Review of ‘The Beauty’ by Aliya Whiteley

‘The Beauty’ is a deceptively simple novella about the last men eking out a survivalist existence following the death from plague of their – and by implication all – women. The book’s sparse, elegant prose details the frictions and relationships of this truncated, hopeless little patriarchy as they stave off hopelessness with routine and the skills of their storyteller, Nate. Conveniently, Nate is also the narrator of the tale we are reading and how reliable he is must be open to question given the honesty with which he describes his craft and its necessary manipulations.
However, given what The Beauty turns out to be and the way in which this extraordinary development evolves, little other than descriptions of what occurs is actually necessary. The tensions in what was always something of an odd community are slowly brought out with devastating consequences.

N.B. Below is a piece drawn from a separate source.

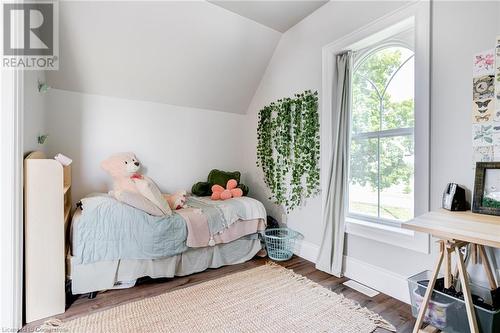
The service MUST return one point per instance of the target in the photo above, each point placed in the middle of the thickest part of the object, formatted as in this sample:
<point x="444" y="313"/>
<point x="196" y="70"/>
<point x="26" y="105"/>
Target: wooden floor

The author is very good on the way men are together, especially without women for long periods of time. The usual masculine stubbornness clashes inevitably with acceptance of alternative roles but this being speculative fiction there is a solution, albeit a very unusual one, like James Lovelock’s ‘Gaia’ theory dramatized through the twin prisms of modern gender politics and LSD.
There is an almost hopeless sensuality to the piece that makes it feel wholly modern, even though it has the feel of a classic SF tale. Starting as it does with tragedy and then proceeding in a completely unexpected direction, each of the novella’s four parts ends with a genuinely disorienting twist that makes the book utterly compelling.
The British Science Fiction Association’s ‘Focus’ magazine listed ‘The Beauty’ as one of the top ten genre novellas and rightly so.